La posición del país fue expuesta por la embajadora alterna de Honduras ante la Organización de los Estados Americanos (OEA), Marlene Villela de Talbott, quien intervino en nombre del Estado a través de la Misión Permanente de Honduras. Durante su participación, sostuvo que el Gobierno reconoce plenamente el papel de la CIDH como órgano de monitoreo y promoción de los derechos humanos en el continente.
Sin embargo, la diplomática expresó que la audiencia habría debido centrarse exclusivamente en aspectos de carácter general relacionados con la independencia judicial. Según indicó, la discusión de casos específicos dentro de un espacio temático podría desnaturalizar el propósito de este mecanismo y generar confusión respecto a los procedimientos establecidos para la tramitación de asuntos individuales.
En ese sentido, Talbott manifestó que la convocatoria enviada al Estado incluía referencias a la discusión de situaciones particulares, aspecto que Honduras consideró incompatible con el objetivo de una audiencia temática. A juicio de la representación oficial, ello podría afectar la imparcialidad y la credibilidad que deben caracterizar este tipo de procesos dentro del Sistema Interamericano.
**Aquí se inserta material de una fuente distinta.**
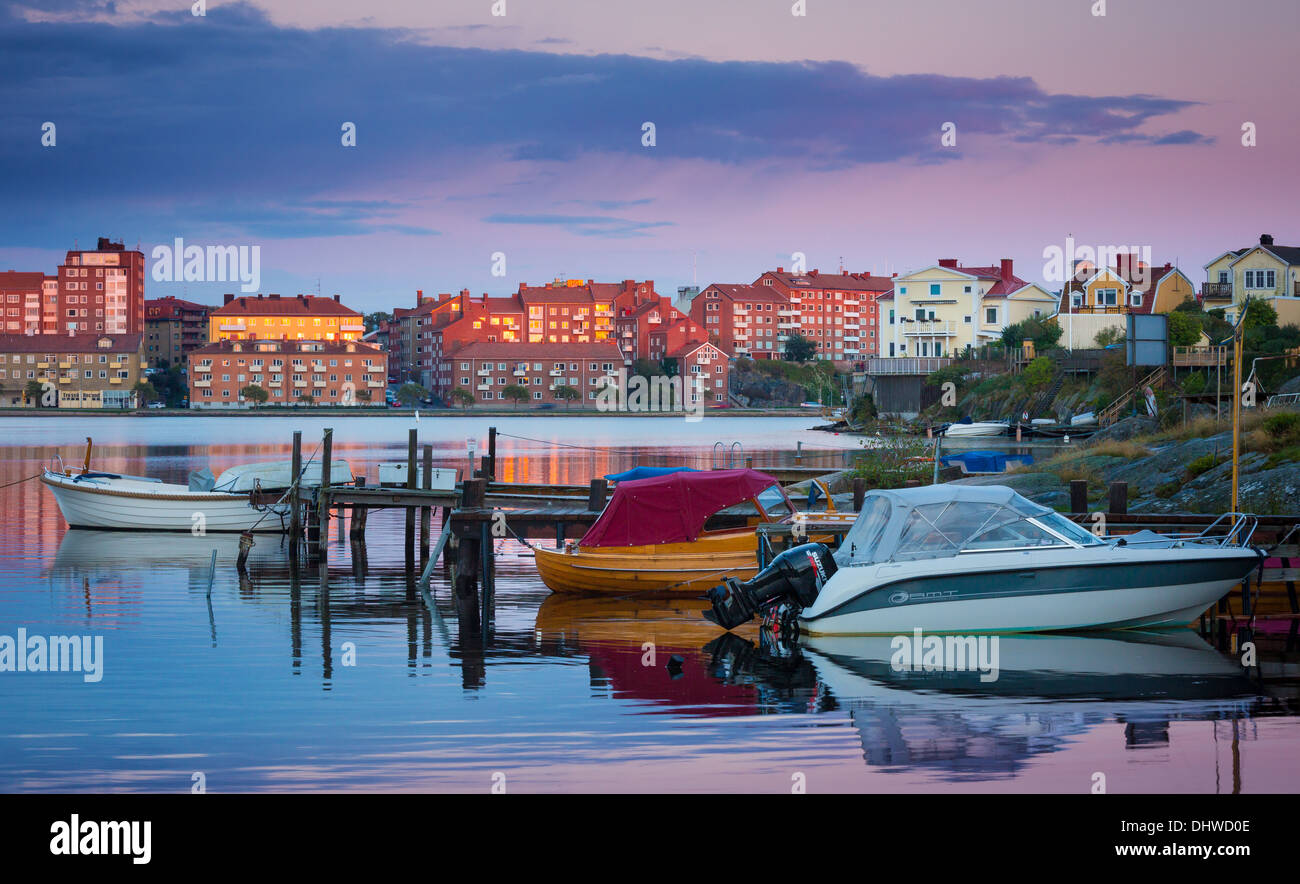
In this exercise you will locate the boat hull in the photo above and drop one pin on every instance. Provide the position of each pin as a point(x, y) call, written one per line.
point(1158, 589)
point(666, 568)
point(152, 506)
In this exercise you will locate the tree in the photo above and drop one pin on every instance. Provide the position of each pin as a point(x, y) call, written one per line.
point(462, 397)
point(515, 394)
point(146, 391)
point(1260, 315)
point(567, 394)
point(1184, 329)
point(798, 349)
point(411, 394)
point(35, 391)
point(255, 394)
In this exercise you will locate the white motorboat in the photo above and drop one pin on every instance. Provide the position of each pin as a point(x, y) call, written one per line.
point(207, 505)
point(983, 559)
point(978, 428)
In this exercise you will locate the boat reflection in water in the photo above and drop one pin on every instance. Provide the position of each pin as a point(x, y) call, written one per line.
point(1049, 689)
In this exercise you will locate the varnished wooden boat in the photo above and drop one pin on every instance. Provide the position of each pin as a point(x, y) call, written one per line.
point(688, 568)
point(662, 536)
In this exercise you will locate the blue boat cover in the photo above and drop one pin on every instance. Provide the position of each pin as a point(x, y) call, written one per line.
point(986, 462)
point(646, 472)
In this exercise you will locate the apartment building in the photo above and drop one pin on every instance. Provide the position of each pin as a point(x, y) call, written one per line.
point(290, 371)
point(79, 371)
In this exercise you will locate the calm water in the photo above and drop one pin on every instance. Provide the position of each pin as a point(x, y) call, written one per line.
point(252, 685)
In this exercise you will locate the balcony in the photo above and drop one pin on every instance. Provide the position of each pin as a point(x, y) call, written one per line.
point(928, 328)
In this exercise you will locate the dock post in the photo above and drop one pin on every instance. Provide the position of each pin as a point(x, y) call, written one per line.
point(295, 502)
point(1118, 498)
point(323, 508)
point(411, 473)
point(596, 498)
point(1078, 495)
point(427, 512)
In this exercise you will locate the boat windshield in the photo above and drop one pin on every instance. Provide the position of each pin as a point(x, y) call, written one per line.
point(939, 521)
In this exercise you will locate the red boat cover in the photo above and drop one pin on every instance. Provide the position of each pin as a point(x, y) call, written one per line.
point(671, 508)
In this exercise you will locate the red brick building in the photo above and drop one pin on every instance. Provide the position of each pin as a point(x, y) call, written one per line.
point(746, 320)
point(709, 364)
point(836, 311)
point(329, 372)
point(99, 291)
point(173, 328)
point(485, 369)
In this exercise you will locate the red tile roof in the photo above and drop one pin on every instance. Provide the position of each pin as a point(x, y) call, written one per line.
point(68, 343)
point(606, 350)
point(278, 306)
point(21, 281)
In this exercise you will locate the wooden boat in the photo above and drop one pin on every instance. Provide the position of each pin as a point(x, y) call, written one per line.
point(206, 505)
point(670, 534)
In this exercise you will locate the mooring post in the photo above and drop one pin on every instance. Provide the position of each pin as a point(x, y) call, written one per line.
point(295, 499)
point(326, 453)
point(1078, 495)
point(425, 511)
point(596, 497)
point(411, 473)
point(1118, 498)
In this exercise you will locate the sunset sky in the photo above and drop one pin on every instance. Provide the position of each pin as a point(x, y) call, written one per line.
point(523, 134)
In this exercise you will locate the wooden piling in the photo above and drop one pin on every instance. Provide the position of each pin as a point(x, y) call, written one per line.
point(1078, 495)
point(427, 512)
point(1118, 498)
point(295, 501)
point(323, 507)
point(596, 498)
point(411, 473)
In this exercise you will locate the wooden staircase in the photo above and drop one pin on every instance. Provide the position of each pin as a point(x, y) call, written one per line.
point(1110, 414)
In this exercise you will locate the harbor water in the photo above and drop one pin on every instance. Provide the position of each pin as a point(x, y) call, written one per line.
point(289, 680)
Durante su exposición, la embajadora también señaló que, desde la perspectiva del Estado hondureño, este tipo de situaciones no constituye un hecho aislado. Agregó que otros Estados miembros de la OEA han planteado anteriormente preocupaciones similares y han defendido la necesidad de preservar el principio de subsidiariedad que rige el funcionamiento del Sistema Interamericano de Derechos Humanos.
Pese a esas observaciones, Honduras reiteró su disposición de colaborar con la CIDH y reconoció las competencias que ese organismo ejerce en materia de supervisión de los derechos humanos. Como parte de su intervención, la delegación brindó información general sobre el funcionamiento del sistema judicial hondureño y las acciones relacionadas con la independencia de los operadores de justicia.
El Gobierno hondureño afirmó además que continuará participando de manera responsable en los mecanismos internacionales de protección de los derechos humanos. Según la representación oficial, esa cooperación se desarrolla bajo los principios de buena fe, respeto al derecho internacional y cumplimiento de las obligaciones derivadas de los instrumentos suscritos por el Estado.
La CIDH, órgano autónomo de la OEA creado en 1959, tiene entre sus principales atribuciones recibir peticiones individuales, realizar visitas a los países miembros, elaborar informes especializados y celebrar audiencias para analizar temas relacionados con la situación de los derechos humanos en la región. Sus recomendaciones no sustituyen las decisiones de los tribunales nacionales, pero constituyen un importante mecanismo de supervisión internacional.

En los últimos años, la independencia judicial ha ocupado un lugar central en la agenda de organismos internacionales debido a su relación con el fortalecimiento del Estado de derecho, la lucha contra la corrupción y la garantía del debido proceso. Diversos países de América Latina han sido objeto de evaluaciones y debates sobre esta materia.
Al concluir la audiencia, el Estado de Honduras reiteró su compromiso con la promoción y protección de los derechos humanos, al tiempo que insistió en la importancia de que las audiencias temáticas mantengan su naturaleza jurídica y se desarrollen dentro de las competencias previstas por el Sistema Interamericano.